Logo Header Antaranews Jateng

Pembahasan Kenaikan Tunjangan PNS Ditunda

Selasa, 5 Mei 2015 19:34 WIB
Image Print
ilustrasi

"Memang belum ada usulan kenaikan TPP, namun wacananya (usulan kenaikan) sudah berkembang. Makanya, kami tepis dulu," kata Wakil Ketua DPRD Kota Semarang Joko Santoso di Semarang, Selasa.

Hal itu diungkapkan politikus Partai Gerindra tersebut usai Rapat Paripurna Penutupan Masa Sidang Kedua DPRD Kota Semarang yang berlangsung di Ruang Paripurna Gedung DPRD setempat.

Menurut dia, kinerja Pemerintah Kota Semarang selama lima tahun ini dinilai kurang maksimal, baik dalam pengawasan maupun pelaksanaan pemerintahan yang ditunjukkan dengan berbagai indikator.

Ia mencontohkan kasus dugaan raibnya dana kas daerah Pemkot Semarang sebesar Rp22 miliar, kasus pembelian gedung Oudetrap di kawasan Kota Lama, dan besarnya sisa lebih pembiayaan anggaran (SiLPA).

"Kasus dugaan raibnya uang kasda dan pembelian gedung Oudetrap menunjukkan kurangnya pengawasan yang dilakukan.
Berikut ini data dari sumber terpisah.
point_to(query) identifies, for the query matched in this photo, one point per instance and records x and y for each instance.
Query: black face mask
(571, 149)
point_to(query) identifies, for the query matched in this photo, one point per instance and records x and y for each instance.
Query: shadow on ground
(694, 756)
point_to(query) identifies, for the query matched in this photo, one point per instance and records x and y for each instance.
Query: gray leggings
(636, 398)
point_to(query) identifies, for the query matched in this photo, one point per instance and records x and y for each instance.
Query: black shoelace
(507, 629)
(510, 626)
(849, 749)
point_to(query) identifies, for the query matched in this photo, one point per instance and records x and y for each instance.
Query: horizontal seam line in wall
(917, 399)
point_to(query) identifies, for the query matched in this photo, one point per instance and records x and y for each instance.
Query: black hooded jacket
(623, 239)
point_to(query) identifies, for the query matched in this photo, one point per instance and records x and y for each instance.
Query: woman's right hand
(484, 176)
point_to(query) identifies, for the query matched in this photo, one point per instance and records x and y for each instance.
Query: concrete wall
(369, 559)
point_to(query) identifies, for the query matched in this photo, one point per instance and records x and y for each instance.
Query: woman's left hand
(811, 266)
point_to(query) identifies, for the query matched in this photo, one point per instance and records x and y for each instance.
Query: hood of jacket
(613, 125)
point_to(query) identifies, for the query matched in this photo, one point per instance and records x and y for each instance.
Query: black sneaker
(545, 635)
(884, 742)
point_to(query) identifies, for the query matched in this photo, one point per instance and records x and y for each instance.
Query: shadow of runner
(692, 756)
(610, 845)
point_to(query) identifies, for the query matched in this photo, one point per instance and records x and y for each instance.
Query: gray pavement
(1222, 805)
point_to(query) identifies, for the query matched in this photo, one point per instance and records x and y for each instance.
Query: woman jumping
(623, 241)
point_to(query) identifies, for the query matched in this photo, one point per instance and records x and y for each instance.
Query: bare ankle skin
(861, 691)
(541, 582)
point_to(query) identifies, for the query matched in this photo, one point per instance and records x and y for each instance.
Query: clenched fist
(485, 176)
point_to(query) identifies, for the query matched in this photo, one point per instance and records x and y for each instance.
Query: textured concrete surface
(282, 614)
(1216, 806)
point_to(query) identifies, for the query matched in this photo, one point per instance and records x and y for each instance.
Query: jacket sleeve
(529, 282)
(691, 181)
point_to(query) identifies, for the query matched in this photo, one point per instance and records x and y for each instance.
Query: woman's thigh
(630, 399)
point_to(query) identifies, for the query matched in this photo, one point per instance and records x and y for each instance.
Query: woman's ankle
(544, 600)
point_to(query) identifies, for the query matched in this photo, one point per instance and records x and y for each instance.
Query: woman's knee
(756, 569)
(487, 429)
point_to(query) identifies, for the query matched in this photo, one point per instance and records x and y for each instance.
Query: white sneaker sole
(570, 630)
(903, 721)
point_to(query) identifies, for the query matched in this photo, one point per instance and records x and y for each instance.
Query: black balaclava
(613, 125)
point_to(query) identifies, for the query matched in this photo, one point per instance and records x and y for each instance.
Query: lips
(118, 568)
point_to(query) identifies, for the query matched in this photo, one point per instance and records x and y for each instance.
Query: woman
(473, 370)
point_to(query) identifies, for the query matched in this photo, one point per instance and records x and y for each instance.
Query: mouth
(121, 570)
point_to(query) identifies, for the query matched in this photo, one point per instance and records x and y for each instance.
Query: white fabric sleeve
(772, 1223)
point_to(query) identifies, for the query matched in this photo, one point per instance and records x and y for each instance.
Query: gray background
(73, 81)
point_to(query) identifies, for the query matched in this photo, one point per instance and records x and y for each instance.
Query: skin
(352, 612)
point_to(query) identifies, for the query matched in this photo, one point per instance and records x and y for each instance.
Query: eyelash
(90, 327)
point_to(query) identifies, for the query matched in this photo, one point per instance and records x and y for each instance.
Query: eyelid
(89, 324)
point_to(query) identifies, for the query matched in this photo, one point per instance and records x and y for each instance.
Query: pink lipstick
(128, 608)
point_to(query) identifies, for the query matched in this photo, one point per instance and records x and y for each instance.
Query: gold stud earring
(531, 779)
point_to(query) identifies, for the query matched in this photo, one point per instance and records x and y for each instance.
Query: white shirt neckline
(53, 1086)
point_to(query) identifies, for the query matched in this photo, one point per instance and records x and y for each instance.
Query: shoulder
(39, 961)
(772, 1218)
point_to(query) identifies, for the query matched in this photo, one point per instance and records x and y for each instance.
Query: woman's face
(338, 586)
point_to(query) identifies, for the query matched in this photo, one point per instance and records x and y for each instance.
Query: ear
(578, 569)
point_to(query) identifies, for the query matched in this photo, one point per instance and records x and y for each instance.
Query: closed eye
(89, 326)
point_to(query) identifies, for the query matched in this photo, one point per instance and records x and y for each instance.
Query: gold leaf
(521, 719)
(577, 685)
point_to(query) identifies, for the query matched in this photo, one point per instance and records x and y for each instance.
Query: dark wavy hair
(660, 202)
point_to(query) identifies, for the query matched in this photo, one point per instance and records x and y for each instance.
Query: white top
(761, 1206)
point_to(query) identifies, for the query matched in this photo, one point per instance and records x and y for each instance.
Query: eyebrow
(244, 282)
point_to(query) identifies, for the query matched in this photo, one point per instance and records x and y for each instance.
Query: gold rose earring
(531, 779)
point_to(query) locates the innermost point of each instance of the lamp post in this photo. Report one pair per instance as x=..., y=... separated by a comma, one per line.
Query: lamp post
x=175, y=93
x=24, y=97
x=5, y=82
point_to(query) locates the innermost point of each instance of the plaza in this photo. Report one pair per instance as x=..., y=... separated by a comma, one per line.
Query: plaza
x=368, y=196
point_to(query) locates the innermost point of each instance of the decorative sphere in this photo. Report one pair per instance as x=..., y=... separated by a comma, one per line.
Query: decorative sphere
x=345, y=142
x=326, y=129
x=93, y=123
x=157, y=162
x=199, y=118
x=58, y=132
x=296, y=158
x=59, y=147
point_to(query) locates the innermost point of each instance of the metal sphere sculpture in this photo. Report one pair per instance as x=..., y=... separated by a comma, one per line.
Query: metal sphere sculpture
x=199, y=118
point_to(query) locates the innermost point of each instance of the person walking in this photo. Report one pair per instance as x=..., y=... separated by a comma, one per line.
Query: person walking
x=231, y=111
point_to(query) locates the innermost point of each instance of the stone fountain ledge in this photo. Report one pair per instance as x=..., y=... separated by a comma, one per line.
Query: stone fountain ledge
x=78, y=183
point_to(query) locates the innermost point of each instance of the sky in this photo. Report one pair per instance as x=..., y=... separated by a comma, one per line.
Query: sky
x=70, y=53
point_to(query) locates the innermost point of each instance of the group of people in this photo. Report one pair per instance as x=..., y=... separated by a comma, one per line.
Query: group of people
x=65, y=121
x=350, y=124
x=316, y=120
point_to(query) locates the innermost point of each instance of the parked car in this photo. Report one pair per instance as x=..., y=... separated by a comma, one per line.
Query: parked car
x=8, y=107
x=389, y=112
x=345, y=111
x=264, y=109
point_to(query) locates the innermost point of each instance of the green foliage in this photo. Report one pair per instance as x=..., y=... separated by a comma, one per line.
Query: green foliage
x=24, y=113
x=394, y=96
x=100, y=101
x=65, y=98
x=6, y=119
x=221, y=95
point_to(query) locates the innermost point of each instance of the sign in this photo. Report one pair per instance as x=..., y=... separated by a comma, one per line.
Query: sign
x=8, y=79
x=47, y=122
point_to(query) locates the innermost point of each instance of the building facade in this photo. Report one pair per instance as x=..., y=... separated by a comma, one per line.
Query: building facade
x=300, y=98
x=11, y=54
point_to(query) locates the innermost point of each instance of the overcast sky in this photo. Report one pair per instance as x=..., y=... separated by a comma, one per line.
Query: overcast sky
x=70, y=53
Belum lagi dugaan pungutan liar (pungli) di satuan kerja perangkat daerah (SKPD)," katanya.

Demikian pula, kata dia, anggaran yang terserap baru 70 persen dari total Rp3,5 triliun yang membuat SiLPA sangat besar membuktikan kurang optimalnya penyerapan anggaran yang dilakukan Pemkot Semarang.

Di sisi lain, ia mengatakan masyarakat Kota Semarang tahun ini menghadapi tahun politik seiring dengan pelaksanaan pesta demokrasi, yakni Pemilihan Wali Kota dan Wakil Wali kota (Pilwakot) Semarang 2015.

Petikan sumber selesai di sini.